Although a week later than previously announced, the week’s delay accounts for only three performances as, in what is believed to be a first for the West End, the preview schedule was a staggered one, with performances on Thursdays, Fridays and Saturdays only until 30 April (See News, 17 Aug 2004). Three additional previews have now been scheduled for 14, 20 and 27 April.
Explaining the postponement, director Stephen Daldry said: "This is one of the most ambitious projects I have been involved with. The decision has been made to push back our preview performances in order to give our company, with a cast including 45 children, a little extra time so they are as fully prepared as possible. The young Billy Elliots in particular -James Lomas (15), George Maguire (14) and Liam Mower (12) - making their professional stage debuts in the West End will benefit from a little extra time to familiarise themselves with all aspects of the production."

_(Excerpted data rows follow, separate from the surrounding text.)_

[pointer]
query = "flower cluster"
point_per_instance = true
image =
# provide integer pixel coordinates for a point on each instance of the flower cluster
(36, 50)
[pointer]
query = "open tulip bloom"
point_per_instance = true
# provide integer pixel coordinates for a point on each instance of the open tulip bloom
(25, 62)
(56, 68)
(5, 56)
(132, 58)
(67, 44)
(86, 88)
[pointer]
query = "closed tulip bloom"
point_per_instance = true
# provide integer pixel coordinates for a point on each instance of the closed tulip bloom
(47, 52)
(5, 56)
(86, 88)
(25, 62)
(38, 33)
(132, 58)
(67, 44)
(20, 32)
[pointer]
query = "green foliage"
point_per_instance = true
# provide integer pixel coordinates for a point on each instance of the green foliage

In other Billy Elliot news, Ann Emery (from TV’s Rentaghost) has taken over from Anne Rogers as Billy’s Grandma. Rogers withdrew earlier this month when the role of Grandma was altered during rehearsals (See News, 7 Mar 2005). She’s joined in the cast by Haydn Gwynne as dance teacher Mrs Wilkinson and Tim Healy Billy’s father (See News, 20 Dec 2004).
The cast also features Joe Caffrey (Tony, Billy’s brother), Steve Elias (Mr Braithwaite, the Royal Ballet school pianist), Trevor Fox (George, the boxing coach) and Stephanie Putson (Billy’s deceased mother). As with the title role, teams of three child actors will rotate the parts of Mrs Wilkinson’s daughter, Debbie, and Billy’s best friend, Michael. They will be, as Debbie, Tyneside-born Havana Bailey, Emma Hudson and Lucy Stephenson; and, as Michael, Brad Kavanagh from Cumbria, Ashley Lloyd from Blackpool and Ryan Longbottom from Dewsbury.
Set against the North-eastern mining strikes of the 1980s, Billy Elliot recounts the tale of a motherless boy whose father wants him to learn to box. Instead, he discovers a love for ballet that leads him from secret lessons to a place at the Royal Ballet School.
Billy Elliot - The Musical reunites the creative team behind the award-winning film: director Daldry, writer Lee Hall and choreographer Peter Darling as well as producer Jon Finn. It features an original score by pop singer-songwriter Elton John, with lyrics by Hall. It's designed by Ian MacNeil, with costumes by Sue Blane and musical supervision by Martin Koch. It’s produced by Working Title and Old Vic Productions plc.